Traders on the floor of the New York Stock Exchange, June 28, 2022.
U.S. stock futures were flat late Tuesday after the market staged a big midday reversal, with falling bond yields giving growth stocks a boost, and ahead of a batch of economic data.
Futures contracts linked to the Dow Jones Industrial Average hovered around the flat line. S&P 500 and Nasdaq 100 futures were also little changed.
In regular trading, the Dow fell 129 points to start the shortened holiday week, paring larger losses from the start of the session. The S&P 500 rallied after a 2% loss in the last hour of trading and ended the day up 0.2%. The tech-heavy Nasdaq Composite outperformed, jumping 1.75%.
Whether the market is on the verge of a recession continued to worry investors after the benchmark 10-year US Treasury yield fell below the 2-year yield. The so-called inverted yield curve has always been a warning sign that the economy may be falling or has already fallen into recession.
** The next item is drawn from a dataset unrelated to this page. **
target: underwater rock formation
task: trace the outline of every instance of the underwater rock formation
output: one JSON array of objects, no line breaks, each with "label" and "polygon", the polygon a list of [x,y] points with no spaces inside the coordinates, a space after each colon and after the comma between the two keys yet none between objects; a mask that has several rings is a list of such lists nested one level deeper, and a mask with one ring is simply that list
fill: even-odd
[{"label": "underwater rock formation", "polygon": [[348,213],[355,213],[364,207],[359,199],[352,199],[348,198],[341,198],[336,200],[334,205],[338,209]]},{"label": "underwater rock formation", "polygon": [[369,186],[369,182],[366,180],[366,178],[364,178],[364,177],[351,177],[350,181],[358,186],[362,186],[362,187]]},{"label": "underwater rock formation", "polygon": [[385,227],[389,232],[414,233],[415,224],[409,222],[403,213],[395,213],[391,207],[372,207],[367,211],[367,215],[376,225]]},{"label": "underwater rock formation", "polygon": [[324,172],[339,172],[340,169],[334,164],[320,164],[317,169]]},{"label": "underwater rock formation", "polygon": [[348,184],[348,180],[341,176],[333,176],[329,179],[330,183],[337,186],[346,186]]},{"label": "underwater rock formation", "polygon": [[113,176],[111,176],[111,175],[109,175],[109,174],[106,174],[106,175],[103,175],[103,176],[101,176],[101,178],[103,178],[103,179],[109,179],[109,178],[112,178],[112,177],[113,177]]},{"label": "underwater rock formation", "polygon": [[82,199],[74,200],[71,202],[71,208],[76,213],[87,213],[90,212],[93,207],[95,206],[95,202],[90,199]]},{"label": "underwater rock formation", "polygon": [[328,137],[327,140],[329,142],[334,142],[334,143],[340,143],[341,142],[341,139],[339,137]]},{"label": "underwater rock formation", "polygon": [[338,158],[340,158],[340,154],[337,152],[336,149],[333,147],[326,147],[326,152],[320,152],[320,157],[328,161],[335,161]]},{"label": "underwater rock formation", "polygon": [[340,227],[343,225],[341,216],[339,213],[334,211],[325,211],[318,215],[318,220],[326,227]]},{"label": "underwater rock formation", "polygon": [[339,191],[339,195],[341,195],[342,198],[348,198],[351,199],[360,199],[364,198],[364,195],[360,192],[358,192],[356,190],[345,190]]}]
Oil prices fell below $100 a barrel on Tuesday, further reflecting a potential economic slowdown. Energy stocks were the main decliners on Tuesday. The sector as a whole fell 4%. It was the best-performing sector on the S&P 500 in the first half of the year, the benchmark’s worst first half since 1970.
However, Wall Street analysts say a recession could be mild. On Tuesday, Credit Suisse said it saw the United States dodging a recession by cutting its year-end S&P 500 target to reflect the effect of the rising cost of capital on stock valuations.
“[The market] got ready for [a recession], and now he can actually embrace it, the idea being: let’s get it over with, we’re going to have a recession, let’s do it. Let’s clean up the excess and start over,” Yardeni Research’s Ed Yardeni said on CNBC’s “Closing Bell: Overtime.”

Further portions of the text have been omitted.